Rotary position-measuring transformer may be used in three different ways: (1) in pairs, as angular data transmitter and receiver, in a similar manner to the use of synchros and resolvers; (2) as a device for absolute angular measurement; or (3) for producing an angle in response to a control input.
According to the prior art, a rotary position-measuring transformer may be used as an angular data transmitter, by applying a single-phase AC voltage to the rotor windings. The voltage output from the two-phase stator windings will then be proportional to the sine and cosine of the angular position of the rotor with respect to the stator and this output voltage may be compared to the output voltage from a receiver transformer mechanically coupled to the device whose position is to be controlled.
The receiver transformer has its stator windings excited by the corresponding transmitter stator windings. The output of the receiver rotor is the position error signal, and is zero when the transmitter and receiver are at complementary angular positions. Since there are N nulls per revolution, where N is the number of poles, the transformer is electrically a multiple-speed device. Mechanically, however, it is a one-speed device. To avoid ambiguity, in the prior art it was necessary to use a two-speed servo system, and incorporate another component to give a one-speed electrical signal. The accuracy of this one-speed "coarse" data device need only be sufficiently good to assure that the switchover to "fine" operation with the transformer occurs in the general vicinity of the required null, or within about one-quarter of a transformer cycle. The devices of the prior art have used conventional synchros or resolvers for this purpose, and provision for a one-speed data device is made in the standard rotary transformer assembly. Another method by which "coarse" data has been provided according to the prior has been to provide a separate one-speed transformer pattern on the same set of disks but this method requires larger disks.

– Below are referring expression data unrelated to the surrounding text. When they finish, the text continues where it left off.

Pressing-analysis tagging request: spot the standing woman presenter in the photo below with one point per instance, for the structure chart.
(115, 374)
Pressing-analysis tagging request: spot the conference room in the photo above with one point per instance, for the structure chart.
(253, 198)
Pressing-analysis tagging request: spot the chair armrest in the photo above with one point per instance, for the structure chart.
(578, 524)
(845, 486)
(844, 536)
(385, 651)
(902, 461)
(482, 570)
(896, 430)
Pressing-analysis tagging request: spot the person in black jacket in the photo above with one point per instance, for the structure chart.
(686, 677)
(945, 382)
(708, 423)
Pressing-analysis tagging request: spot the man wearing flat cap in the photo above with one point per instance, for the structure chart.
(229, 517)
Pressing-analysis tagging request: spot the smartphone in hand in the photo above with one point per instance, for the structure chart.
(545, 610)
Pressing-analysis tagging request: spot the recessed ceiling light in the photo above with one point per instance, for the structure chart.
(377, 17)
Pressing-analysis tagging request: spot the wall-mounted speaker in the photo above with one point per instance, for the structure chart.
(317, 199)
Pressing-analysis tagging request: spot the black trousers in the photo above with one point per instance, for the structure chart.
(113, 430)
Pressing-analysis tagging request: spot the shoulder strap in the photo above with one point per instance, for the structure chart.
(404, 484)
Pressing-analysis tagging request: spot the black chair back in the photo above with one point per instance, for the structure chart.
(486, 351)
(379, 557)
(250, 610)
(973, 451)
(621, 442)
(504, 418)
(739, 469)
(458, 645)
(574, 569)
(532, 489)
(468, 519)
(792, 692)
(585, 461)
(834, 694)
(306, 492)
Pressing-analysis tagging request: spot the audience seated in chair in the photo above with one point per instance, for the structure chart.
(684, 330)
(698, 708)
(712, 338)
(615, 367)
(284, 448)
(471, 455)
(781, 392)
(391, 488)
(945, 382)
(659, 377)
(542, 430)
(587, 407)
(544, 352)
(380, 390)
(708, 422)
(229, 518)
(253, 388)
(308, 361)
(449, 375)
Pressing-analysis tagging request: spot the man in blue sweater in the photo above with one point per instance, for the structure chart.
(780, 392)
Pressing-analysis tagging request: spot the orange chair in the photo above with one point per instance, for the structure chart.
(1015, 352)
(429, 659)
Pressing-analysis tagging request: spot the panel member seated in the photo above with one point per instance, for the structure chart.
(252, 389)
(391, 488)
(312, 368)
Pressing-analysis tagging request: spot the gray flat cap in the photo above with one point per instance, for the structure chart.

The same three basic methods of use which are characteristic of the rotary position-measuring transformer also apply to the linear position-measuring transformer; the only difference between the two devices is that the angle of the rotary form becomes a linear distance in the linear form. For example, the linear transformer may be used in transmitter-receiver applications in the same way as the rotary transformer, to accurately reproduce linear movements at a distant point. Again, a "coarse" control is necessary to avoid ambiguity. The usual method of providing this course control is to use a rotary synchro or resolver operated through a rack and pinion or a lead screw. The accuracy of this coarse data element need be sufficient only to assure that the switchover to "fine" operation with the transformer occurs in the vicinity of the null, or about one-quarter of a transformer cycle, i.e., 0.025 inch along the linear scale.